I assume some people just typed their queries into the testing workbench and messed with them until they passed. I did not do that. I downloaded the data and tools (such as SQLite), and developed my answers totally outside the testing workbench, then copied and pasted to the testing workbench. I found this a much more useful way to learn and write code.
Flaws in the online course format
Without more detailed homework and projects that would require supplemental reading, there was less depth than there would be in a traditional course.
The midterm and final exams were somewhat simplistic, being just multiple-choice questions. Perhaps they should be extended with questions asking for SQL and XML queries to be submitted.
Obviously, the format of the course did not allow for interesting independent projects to be done and assessed.
Assignment due dates
Unfortunately, assignment due dates were chosen far beyond the actual schedule of the lectures, which meant a lot of people, including me, “procrastinated”. This made for a very stressful December as I was spending all my time outside of work struggling to catch up before the final exam. Psychologically, this lax assignment due date policy was a mistake.

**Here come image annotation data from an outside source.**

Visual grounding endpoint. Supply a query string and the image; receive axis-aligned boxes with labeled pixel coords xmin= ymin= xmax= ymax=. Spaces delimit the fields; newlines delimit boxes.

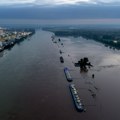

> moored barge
xmin=69 ymin=84 xmax=85 ymax=112
xmin=64 ymin=67 xmax=73 ymax=82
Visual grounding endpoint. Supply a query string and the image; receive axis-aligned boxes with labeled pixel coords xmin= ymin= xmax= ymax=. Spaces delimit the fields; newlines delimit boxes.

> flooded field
xmin=0 ymin=30 xmax=120 ymax=120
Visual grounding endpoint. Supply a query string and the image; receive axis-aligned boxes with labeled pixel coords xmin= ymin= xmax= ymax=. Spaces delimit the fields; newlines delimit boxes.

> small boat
xmin=60 ymin=56 xmax=64 ymax=63
xmin=64 ymin=67 xmax=73 ymax=82
xmin=69 ymin=84 xmax=85 ymax=112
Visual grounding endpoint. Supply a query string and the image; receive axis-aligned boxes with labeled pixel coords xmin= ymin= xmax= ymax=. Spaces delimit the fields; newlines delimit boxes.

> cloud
xmin=0 ymin=0 xmax=120 ymax=5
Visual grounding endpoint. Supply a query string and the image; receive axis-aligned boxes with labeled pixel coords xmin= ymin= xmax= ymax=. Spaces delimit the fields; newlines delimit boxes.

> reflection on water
xmin=56 ymin=37 xmax=120 ymax=120
xmin=0 ymin=31 xmax=120 ymax=120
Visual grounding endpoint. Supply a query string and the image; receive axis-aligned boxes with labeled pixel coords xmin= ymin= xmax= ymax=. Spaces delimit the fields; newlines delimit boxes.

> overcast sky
xmin=0 ymin=0 xmax=120 ymax=5
xmin=0 ymin=0 xmax=120 ymax=23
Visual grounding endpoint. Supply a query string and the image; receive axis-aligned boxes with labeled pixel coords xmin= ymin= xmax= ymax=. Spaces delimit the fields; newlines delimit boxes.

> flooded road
xmin=0 ymin=30 xmax=120 ymax=120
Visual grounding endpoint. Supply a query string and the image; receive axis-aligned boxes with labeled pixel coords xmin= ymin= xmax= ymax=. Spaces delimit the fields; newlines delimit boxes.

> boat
xmin=69 ymin=84 xmax=85 ymax=112
xmin=64 ymin=67 xmax=73 ymax=82
xmin=60 ymin=56 xmax=64 ymax=63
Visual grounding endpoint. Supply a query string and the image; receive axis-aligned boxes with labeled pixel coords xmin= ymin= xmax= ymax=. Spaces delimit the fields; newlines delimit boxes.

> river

This may not be a drawback of the course, as such, but of the state of the SQL world: practically every lecture talked about standards and how the implementations of SQL don't implement everything in the SQL standard and differ from each other. We learned constructs that were not supported by any of the SQL implementations recommended to us! I presume that in a traditional course, we would have had access to some proprietary database that did support the full SQL standard?
Lack of worked-out examples
As long as the material wasn't very difficult, I found the process of verifying mastery to be very efficient. The trouble came when I didn't understand something. In particular, multivalued dependencies and relational design theory turned out to cause me problems. I chose not to work too hard to resolve them, but was surprised by the lack of suitable material provided to help out.

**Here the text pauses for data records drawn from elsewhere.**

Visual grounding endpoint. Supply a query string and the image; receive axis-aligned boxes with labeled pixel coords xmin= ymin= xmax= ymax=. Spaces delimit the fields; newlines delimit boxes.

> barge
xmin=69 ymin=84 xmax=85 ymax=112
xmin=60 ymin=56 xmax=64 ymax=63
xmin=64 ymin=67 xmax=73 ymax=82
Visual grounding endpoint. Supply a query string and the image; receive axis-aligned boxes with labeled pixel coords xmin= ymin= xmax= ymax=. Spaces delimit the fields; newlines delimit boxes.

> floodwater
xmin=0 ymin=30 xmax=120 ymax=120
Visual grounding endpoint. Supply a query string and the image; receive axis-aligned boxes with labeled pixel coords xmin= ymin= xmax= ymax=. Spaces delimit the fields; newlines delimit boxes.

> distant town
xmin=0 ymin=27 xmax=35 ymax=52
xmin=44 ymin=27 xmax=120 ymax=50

What I would have found very useful would have been more supplementary material, in the form of worked-out examples. And I was surprised that the optional exercises only came with an answer key, not explanations. It's not sufficiently useful to know whether one's answer is correct, or to be told which answer (of a multiple-choice question) is correct.

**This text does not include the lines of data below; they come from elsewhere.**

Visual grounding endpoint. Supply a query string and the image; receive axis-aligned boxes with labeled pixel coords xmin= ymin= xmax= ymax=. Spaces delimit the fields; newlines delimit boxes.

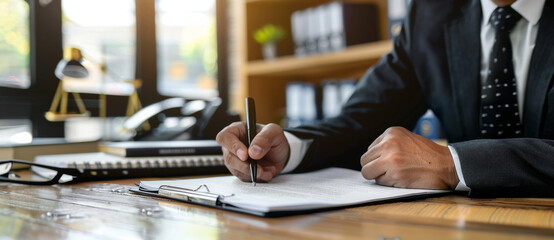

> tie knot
xmin=489 ymin=6 xmax=521 ymax=31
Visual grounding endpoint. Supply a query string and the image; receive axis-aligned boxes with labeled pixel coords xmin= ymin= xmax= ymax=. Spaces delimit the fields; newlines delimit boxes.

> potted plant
xmin=254 ymin=24 xmax=285 ymax=59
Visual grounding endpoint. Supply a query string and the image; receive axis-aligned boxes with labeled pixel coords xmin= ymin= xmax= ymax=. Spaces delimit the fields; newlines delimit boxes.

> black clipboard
xmin=129 ymin=185 xmax=451 ymax=218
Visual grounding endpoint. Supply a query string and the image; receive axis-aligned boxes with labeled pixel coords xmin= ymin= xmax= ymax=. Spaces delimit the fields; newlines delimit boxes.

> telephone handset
xmin=123 ymin=98 xmax=240 ymax=141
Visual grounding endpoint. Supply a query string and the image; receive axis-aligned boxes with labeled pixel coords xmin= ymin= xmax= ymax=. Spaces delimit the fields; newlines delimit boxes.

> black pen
xmin=244 ymin=97 xmax=258 ymax=186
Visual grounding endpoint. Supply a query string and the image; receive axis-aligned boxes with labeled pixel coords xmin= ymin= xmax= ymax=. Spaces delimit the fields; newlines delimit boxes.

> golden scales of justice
xmin=45 ymin=48 xmax=142 ymax=121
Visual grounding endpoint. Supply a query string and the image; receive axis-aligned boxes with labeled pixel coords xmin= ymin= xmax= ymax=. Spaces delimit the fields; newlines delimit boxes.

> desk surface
xmin=0 ymin=176 xmax=554 ymax=240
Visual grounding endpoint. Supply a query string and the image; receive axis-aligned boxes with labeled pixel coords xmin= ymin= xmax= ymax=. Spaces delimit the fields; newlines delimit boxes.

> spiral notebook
xmin=32 ymin=152 xmax=228 ymax=182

Theoretically, I could have asked for help on the discussion forum, and I would have if the material happened to be more interesting and important. But I happened to make the decision to not fully master every corner of multivalued dependencies and normalization, because I judged that if I ever needed to get this stuff straight, I could run an algorithm rather than compute things by hand.
I felt it was worthwhile completing the Stanford online databases course. For me, it was as much a personal experiment with online learning as it was a matter of learning more about databases in particular.
I am grateful to Professor Jennifer Widom and her team for making this course possible.
I will also write a report on the machine learning course, which was very different in various ways from the databases course.